So okay, we see the numbers but it is a bit hard to glance the overall picture. Yet, I can tell that the median age of respondents who attended lawful demonstartions a bit higher (30 versus 28 years), their income, on average, is a little lower (3.73 versus 3.8, on the scale from 0 to 9), and their interest in politics is, surprisingly, lower, on average - 2.5 versus 2.76, on the scale from 1 to 4.

The differences between these two groups of respondents (the ones who attended demonstrations and the ones who did not) seem minor. I will try to visualize bivariate distributions of those characteristics, to, perhaps, see the clearer picture.

df_hetcor <- hetcor(df)
df_cors <- round(df_hetcor$correlations, 2)
ggcorrplot(df_cors, type = "lower", ggtheme = ggplot2::theme_bw, colors =c("turquoise4", "white", "red3"))

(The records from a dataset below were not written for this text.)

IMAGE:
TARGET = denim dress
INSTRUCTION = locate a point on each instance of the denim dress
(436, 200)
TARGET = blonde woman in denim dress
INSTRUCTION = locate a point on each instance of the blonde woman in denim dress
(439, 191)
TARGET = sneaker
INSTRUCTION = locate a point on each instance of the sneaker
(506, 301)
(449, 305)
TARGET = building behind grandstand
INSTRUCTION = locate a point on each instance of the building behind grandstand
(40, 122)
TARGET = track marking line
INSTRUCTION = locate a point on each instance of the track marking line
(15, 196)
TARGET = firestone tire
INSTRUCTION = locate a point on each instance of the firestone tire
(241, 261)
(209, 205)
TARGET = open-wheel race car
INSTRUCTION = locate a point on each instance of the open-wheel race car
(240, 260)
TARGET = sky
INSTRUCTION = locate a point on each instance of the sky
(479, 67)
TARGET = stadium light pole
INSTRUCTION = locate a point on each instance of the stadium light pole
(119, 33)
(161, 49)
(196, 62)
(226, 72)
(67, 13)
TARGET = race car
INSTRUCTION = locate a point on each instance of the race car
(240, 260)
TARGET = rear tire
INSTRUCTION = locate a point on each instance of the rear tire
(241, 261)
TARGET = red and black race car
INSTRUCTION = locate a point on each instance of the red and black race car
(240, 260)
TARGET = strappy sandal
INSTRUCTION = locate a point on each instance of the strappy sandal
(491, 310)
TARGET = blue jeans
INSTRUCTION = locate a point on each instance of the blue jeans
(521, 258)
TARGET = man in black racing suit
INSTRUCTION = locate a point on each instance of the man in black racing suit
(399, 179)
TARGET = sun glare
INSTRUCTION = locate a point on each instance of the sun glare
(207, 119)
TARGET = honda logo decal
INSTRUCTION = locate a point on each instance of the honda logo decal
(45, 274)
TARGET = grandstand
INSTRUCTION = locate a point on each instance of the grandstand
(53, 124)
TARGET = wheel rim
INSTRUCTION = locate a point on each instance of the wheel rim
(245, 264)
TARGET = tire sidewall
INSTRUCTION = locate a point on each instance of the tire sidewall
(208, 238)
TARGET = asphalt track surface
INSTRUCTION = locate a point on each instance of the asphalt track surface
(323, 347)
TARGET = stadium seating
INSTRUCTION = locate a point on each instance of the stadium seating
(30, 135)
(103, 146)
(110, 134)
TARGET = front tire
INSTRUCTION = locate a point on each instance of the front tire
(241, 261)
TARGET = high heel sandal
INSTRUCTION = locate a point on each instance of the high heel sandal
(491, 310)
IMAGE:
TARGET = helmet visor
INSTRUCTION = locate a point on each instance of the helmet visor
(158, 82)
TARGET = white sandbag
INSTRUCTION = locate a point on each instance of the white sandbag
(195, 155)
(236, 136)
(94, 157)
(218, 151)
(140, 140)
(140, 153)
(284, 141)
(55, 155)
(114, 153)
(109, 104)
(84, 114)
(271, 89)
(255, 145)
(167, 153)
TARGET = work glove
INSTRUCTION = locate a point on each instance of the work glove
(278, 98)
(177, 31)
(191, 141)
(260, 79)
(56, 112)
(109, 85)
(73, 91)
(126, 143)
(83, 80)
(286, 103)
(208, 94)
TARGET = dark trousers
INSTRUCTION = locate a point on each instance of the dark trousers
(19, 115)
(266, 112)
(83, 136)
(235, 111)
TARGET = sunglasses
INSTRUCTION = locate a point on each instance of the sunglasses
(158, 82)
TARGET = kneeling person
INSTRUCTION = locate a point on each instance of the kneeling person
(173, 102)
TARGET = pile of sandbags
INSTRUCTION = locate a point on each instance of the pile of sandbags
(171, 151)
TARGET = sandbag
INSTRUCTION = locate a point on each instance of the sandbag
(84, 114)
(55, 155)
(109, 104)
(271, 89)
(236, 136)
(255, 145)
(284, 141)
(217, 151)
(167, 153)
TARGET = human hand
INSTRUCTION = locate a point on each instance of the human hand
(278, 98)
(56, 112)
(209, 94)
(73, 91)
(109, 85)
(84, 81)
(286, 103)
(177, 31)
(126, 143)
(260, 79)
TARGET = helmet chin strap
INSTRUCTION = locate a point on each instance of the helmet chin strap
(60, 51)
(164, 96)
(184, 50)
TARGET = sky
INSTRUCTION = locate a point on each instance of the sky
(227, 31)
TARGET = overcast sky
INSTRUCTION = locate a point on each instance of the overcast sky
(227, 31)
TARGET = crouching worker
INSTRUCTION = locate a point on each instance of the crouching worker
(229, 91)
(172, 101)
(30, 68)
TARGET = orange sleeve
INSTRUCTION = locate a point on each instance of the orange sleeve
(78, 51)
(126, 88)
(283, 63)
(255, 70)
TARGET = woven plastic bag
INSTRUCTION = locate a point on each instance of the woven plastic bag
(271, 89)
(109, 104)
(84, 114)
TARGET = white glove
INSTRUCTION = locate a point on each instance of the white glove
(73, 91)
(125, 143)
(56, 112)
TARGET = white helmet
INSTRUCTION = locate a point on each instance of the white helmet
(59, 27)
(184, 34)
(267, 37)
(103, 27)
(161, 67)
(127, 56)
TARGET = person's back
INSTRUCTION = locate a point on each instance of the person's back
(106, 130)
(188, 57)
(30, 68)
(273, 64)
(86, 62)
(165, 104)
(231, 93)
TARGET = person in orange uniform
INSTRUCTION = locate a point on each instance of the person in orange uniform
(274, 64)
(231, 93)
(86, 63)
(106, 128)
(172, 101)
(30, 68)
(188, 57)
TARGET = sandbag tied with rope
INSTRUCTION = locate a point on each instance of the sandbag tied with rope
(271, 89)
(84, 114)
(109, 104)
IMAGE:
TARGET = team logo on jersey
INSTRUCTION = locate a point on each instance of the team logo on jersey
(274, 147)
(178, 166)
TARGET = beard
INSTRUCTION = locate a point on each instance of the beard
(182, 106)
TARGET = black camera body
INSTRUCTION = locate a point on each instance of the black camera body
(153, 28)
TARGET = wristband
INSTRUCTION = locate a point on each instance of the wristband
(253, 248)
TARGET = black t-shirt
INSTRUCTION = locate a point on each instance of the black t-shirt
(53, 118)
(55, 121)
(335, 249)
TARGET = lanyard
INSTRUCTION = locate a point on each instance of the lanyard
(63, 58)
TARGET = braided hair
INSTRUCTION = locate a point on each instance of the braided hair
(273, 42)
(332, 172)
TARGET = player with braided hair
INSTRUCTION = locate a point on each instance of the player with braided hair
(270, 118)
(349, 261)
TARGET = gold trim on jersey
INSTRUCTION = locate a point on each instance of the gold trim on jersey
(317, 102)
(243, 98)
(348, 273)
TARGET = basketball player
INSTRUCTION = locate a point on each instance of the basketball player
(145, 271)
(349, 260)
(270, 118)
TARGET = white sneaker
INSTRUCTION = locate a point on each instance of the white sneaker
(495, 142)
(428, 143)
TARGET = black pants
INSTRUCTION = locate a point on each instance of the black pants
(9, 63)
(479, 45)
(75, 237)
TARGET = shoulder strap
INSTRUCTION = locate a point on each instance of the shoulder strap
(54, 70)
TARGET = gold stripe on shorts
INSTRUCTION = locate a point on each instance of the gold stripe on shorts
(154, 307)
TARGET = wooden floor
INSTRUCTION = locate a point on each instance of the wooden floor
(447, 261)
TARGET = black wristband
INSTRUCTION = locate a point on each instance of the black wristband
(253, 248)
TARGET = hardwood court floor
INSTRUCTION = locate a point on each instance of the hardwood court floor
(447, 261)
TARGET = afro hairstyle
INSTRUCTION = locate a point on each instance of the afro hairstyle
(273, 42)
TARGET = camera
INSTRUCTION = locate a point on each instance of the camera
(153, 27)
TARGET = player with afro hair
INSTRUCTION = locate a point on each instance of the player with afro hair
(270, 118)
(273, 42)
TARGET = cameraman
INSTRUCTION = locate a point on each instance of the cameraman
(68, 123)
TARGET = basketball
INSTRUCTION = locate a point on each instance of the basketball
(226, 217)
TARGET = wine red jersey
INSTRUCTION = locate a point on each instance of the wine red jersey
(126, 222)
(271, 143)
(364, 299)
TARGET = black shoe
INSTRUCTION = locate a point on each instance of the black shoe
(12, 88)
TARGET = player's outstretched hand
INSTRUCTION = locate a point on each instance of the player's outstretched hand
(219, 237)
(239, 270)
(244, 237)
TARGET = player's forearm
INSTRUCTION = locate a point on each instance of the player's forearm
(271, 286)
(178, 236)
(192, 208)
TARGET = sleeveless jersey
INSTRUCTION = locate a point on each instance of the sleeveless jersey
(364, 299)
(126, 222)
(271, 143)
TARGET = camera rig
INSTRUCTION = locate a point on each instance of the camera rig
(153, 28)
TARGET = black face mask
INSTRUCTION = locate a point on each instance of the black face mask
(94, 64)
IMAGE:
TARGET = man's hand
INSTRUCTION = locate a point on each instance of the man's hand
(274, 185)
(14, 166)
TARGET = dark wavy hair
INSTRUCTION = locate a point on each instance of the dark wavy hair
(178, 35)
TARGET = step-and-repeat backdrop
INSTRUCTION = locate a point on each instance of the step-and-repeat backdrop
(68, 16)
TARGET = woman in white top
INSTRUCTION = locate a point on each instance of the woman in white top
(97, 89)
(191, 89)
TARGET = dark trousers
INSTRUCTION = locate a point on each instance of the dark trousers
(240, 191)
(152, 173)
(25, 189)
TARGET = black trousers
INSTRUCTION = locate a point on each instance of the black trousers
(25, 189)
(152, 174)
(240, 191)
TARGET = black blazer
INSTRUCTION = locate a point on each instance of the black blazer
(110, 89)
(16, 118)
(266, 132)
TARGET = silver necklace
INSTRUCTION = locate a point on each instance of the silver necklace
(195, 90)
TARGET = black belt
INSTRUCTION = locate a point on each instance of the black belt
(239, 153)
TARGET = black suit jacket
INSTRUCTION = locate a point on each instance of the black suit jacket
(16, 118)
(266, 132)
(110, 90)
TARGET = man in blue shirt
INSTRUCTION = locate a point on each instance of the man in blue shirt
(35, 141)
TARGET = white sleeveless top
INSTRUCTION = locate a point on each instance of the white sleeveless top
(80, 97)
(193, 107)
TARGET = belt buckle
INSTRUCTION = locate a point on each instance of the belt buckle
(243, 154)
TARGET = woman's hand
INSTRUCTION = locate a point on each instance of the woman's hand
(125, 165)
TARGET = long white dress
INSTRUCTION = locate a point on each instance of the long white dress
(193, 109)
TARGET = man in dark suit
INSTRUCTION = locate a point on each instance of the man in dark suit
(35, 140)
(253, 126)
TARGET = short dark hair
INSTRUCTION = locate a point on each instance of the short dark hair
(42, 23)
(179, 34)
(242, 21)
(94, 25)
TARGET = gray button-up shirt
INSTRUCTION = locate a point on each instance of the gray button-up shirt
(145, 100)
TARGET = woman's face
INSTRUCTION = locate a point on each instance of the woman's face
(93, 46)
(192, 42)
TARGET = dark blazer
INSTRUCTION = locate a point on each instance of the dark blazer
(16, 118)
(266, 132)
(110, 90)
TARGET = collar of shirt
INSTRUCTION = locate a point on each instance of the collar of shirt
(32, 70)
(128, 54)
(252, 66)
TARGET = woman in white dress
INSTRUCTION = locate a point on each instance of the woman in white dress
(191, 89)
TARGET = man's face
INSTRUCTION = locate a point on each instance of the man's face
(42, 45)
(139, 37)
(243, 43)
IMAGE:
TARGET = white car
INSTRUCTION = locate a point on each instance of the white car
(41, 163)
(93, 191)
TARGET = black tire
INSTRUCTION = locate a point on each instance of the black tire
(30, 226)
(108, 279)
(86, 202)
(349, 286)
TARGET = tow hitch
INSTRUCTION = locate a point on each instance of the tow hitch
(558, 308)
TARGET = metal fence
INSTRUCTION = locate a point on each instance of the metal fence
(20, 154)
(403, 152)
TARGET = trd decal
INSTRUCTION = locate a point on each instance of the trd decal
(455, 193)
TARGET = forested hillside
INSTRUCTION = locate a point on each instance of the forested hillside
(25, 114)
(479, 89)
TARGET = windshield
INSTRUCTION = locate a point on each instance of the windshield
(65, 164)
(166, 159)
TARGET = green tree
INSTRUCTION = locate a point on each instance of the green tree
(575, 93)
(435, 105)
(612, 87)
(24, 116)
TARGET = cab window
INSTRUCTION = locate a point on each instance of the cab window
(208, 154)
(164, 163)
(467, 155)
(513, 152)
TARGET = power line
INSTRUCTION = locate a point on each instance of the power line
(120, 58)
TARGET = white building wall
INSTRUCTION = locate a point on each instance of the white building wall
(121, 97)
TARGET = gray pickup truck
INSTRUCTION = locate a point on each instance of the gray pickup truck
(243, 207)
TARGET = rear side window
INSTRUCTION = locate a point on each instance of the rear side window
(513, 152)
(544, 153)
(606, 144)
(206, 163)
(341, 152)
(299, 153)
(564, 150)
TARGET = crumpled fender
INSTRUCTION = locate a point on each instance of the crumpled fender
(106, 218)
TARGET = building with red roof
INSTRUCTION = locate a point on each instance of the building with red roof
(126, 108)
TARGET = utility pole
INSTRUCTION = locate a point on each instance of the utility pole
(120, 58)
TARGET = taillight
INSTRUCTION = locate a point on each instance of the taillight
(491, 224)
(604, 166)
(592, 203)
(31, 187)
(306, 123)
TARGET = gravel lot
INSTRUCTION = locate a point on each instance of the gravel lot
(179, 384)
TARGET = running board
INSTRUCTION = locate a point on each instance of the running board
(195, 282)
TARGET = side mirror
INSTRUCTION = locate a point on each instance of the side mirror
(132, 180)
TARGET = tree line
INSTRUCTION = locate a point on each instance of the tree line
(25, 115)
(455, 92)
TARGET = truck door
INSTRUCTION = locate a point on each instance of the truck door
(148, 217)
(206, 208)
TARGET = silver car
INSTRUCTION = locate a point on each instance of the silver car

The plot above shows the correlation mosaic with the highest negative correlations between pairs of variables colored in turquoise and with the highest positive correlations - in red. The highest,by module, coefficients are observed between settlement and townsize and income variable coded as categorical and as continuous (income and income1). Both are expectected. Type of settlement (settement) and a size of a settlement (townsize) are dependent on each other. The resolution here is that, when it comes to regressi, there is a high risk for multicolinearity to appear.

It also can be seen that the variable with the highest, by module, correlation coefficients with the outcome variable (Q211) are interest in politics (intinpol), respondent’s education level (eduR), type of settlement (settlement), region, and education level of a country (eduT). I will consider them as predictors for the modeling. But first I need to visualize them one on one, bivariately.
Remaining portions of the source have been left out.